Русь изначальная. Том 2, стр. 57

В ответ на вопрос Каллигон вздернул одно плечо: что ему за дело до человеческой плесени! Он то счастлив, он, евнух, уйдет в смерть без следа. Он смотрел на руку историка, которая превращала гадкую действительность в ее приемлемое подобие.

«Велизарий отдал неаполитанцам женщин и детей и помирил войско с новыми подданными Юстиниана».

Хорошо, умно сказано! Кстати, лагерные торгаши сейчас бродят по темному городу и продают голым жителям за золотые солиды и серебряные миллиарезии одежду, сбытую солдатами за медные оболы.

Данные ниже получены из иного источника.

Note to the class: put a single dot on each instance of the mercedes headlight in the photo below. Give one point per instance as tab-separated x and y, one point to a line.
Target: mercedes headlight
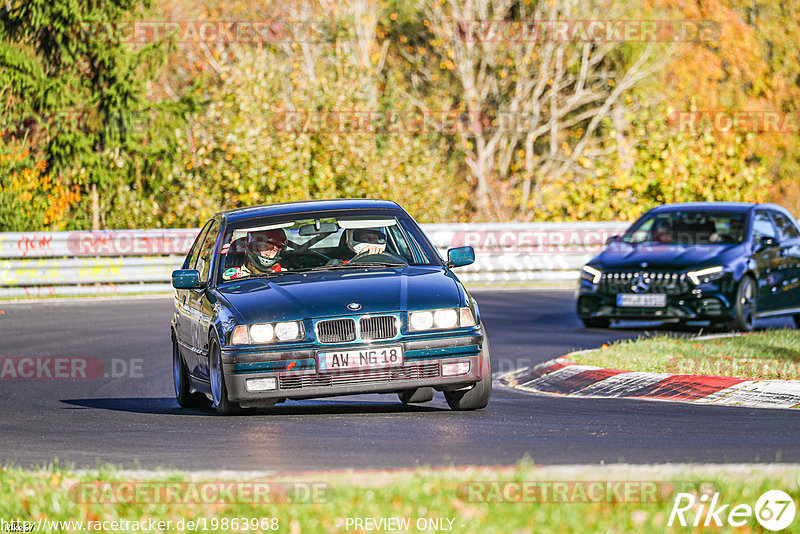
703	276
590	274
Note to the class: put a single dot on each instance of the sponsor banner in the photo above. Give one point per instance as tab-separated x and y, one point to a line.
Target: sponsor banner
588	31
208	492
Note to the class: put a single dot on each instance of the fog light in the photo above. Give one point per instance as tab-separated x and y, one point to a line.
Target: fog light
261	384
455	369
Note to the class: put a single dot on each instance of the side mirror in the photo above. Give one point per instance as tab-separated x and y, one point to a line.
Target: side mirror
186	279
458	257
767	242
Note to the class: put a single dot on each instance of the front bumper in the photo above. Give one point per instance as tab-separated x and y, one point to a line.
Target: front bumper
298	378
699	305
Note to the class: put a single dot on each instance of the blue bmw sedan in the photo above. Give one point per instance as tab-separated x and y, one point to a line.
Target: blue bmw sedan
322	298
726	263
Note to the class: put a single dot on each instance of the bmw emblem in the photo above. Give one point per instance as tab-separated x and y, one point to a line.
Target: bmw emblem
640	283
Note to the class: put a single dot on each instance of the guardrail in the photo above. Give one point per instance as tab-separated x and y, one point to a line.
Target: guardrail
34	264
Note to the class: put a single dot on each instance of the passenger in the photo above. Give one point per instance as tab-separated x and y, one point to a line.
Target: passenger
365	241
262	254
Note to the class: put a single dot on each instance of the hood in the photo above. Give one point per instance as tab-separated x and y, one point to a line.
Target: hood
666	257
327	293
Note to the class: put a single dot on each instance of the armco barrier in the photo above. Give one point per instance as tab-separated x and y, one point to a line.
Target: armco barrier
140	261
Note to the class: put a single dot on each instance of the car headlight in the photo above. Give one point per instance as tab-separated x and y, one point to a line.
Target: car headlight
703	276
267	332
440	319
591	274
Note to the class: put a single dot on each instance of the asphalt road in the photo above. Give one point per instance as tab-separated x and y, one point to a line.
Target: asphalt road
133	420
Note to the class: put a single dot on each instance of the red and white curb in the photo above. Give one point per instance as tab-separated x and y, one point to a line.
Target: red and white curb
563	377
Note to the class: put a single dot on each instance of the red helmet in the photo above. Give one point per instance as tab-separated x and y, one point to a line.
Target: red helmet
259	241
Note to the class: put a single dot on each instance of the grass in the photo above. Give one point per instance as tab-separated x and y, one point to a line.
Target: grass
767	355
415	494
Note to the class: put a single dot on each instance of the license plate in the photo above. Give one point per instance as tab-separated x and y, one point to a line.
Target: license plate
360	359
658	300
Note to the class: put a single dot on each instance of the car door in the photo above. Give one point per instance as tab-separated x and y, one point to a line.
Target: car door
197	303
767	260
789	237
183	319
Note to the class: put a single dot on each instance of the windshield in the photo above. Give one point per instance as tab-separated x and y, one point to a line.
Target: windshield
688	228
271	247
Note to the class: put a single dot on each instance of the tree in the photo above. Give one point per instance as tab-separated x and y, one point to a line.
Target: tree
547	96
63	63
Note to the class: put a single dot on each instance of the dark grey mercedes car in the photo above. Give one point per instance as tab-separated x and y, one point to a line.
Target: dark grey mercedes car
728	263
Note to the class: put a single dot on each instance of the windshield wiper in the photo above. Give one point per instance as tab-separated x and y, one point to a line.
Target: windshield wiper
354	265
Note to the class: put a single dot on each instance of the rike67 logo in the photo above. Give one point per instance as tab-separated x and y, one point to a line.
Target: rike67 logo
774	510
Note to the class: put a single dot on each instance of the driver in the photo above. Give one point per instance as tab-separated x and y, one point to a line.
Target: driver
365	241
263	251
262	254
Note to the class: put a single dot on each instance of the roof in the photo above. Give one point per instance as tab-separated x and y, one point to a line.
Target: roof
698	206
284	208
734	207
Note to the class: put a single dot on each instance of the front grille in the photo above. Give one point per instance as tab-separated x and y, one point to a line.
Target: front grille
380	327
660	282
336	331
412	371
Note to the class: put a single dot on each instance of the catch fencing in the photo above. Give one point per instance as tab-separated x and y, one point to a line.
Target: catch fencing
38	264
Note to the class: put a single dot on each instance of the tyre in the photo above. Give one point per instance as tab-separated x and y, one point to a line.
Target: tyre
180	379
219	393
596	322
415	396
477	397
745	307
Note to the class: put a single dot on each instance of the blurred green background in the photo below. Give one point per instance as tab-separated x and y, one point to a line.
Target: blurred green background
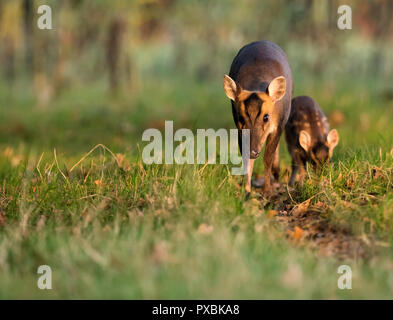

Да, и это не забудется… Прокопий писал:

«Так довелось неаполитанцам в течение одного дня сделаться рабами и вернуть себе свободу. И так как их враги не знали их тайных местечек, они, вернувшись в свои дома, вновь приобрели самое ценное из своего имущества, золото, серебро и другое наиболее дорогое, что они, как все осажденные, давно зарыли в землю».

Острый ноготь Каллигона подчеркнул написанное ранее слово «женщины». Склонив голову набок в знак понимания и согласия, историк изобразил над словом крючок, а на поле приписал: «не претерпевших никакого насилия».

Посмотрев один на другого, друзья безмолвно насладились юмором вставки. Между ними такое называлось – кадить дуракам прямо в глаза.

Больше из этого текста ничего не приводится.